Awake has “it.” It is the rare show that takes a good story and makes it even better through perfect storytelling. Which reality is real? Both? Neither? What’s the deal with his wife-reality boss hinting that the accident wasn’t an accident at all? If there’s a mention of that in his son-reality timeline, I missed it. Does that mean it is the fake one? This show is so good and so superbly done that it will be on the air for a long, long time.

American Horror Story: Compelling.

Person of Interest: Exceeding.

The River: Stupid.

American Horror Story

My TV habits historically stick with the four broadcast networks, I haven’t ventured far into cable dramas despite their critical acclaim. So American Horror Story is a new realm for me, and it’s still startling to hear strong language and see graphic violence in prime time. The shock wears off quickly when AHS reveals its demented side, which makes it my favorite new show of the season.

The premise is simple: Family moves across the country to reboot its marriage after a miscarriage and infidelity. Their realtor fulfills her legal obligation to tell the the previous owners died in their new house, but it doesn’t stop them from buying it. We’ve already been clued in by the opening sequence that there is more to this house than the previous owners being victims of a murder-suicide. The premier episode scrapes the surface of its haunted history, and terrifyingly so. I made the mistake of watching it at midnight, alone, and didn’t sleep for three hours.
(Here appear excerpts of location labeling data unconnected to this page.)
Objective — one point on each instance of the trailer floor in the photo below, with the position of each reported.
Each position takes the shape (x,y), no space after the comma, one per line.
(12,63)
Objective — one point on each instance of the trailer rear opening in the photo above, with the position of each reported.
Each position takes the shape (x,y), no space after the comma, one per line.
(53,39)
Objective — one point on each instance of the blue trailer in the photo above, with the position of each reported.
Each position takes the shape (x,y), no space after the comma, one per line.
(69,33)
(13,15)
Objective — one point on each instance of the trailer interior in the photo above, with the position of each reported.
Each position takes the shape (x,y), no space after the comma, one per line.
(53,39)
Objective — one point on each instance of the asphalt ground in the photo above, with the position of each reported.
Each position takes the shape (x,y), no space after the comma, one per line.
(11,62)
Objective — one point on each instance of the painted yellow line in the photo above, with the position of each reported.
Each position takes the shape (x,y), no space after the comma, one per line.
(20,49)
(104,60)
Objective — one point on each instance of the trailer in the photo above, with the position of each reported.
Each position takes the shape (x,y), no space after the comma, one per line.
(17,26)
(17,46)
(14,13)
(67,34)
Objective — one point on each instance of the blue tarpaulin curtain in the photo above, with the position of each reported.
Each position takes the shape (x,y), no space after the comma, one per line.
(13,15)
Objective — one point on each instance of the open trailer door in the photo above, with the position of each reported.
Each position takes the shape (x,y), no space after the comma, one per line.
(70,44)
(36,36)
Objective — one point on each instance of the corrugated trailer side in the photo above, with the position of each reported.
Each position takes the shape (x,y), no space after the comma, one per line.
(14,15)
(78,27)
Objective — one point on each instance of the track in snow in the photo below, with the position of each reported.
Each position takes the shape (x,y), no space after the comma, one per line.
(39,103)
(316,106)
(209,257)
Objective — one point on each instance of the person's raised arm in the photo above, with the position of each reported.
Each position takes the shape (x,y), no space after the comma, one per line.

But this isn’t a cookie cutter haunted house story, and that’s what makes AHS appealing and intriguing. Each show so far held at least one revelation that peels back another layer, giving the clear impression that there are many more layers left to discover. Indeed, that’s one of the main things that kept me interested. It would have been easy after the first episode to think, “Why don’t they just sell it and move somewhere else?” but the writers handle this in a deft and believable way that even manages to feed itself into the bigger plot.

Like Person of Interest, AHS features superb acting, this time from Jessica Lange. Lang plays the neighbor you know knows more than she tells you and mother of a child with Down Syndrome. The child brings the show’s first real haunting moments, but quickly pivots to a lovable character who you hope doesn’t fall victim to the mysteries surrounding her mom and the haunted house next door. Lange alternates between her character being an evil bitch and a loving mother with stunning ease. If you described her character on paper, I don’t now if anyone could reasonably expect any actress to make her work on screen. Lang succeeds, building a character that may rival Emerson’s legendary Ben Linus by the time her story is told.

The rest of the main characters are a tad thin, with the sense that their characters will be shaped more by the events that have yet to happen to them than those that already have. That’s compared to Lost, where each character’s actions were motivated by the events in their pasts.  I would almost unquestionably wager that the Lost structure will produce better and more fulfilling story lines, but AHS has yet to suffer. There’s enough mysterious, frightening and downright disturbing material to keep you engaged so far.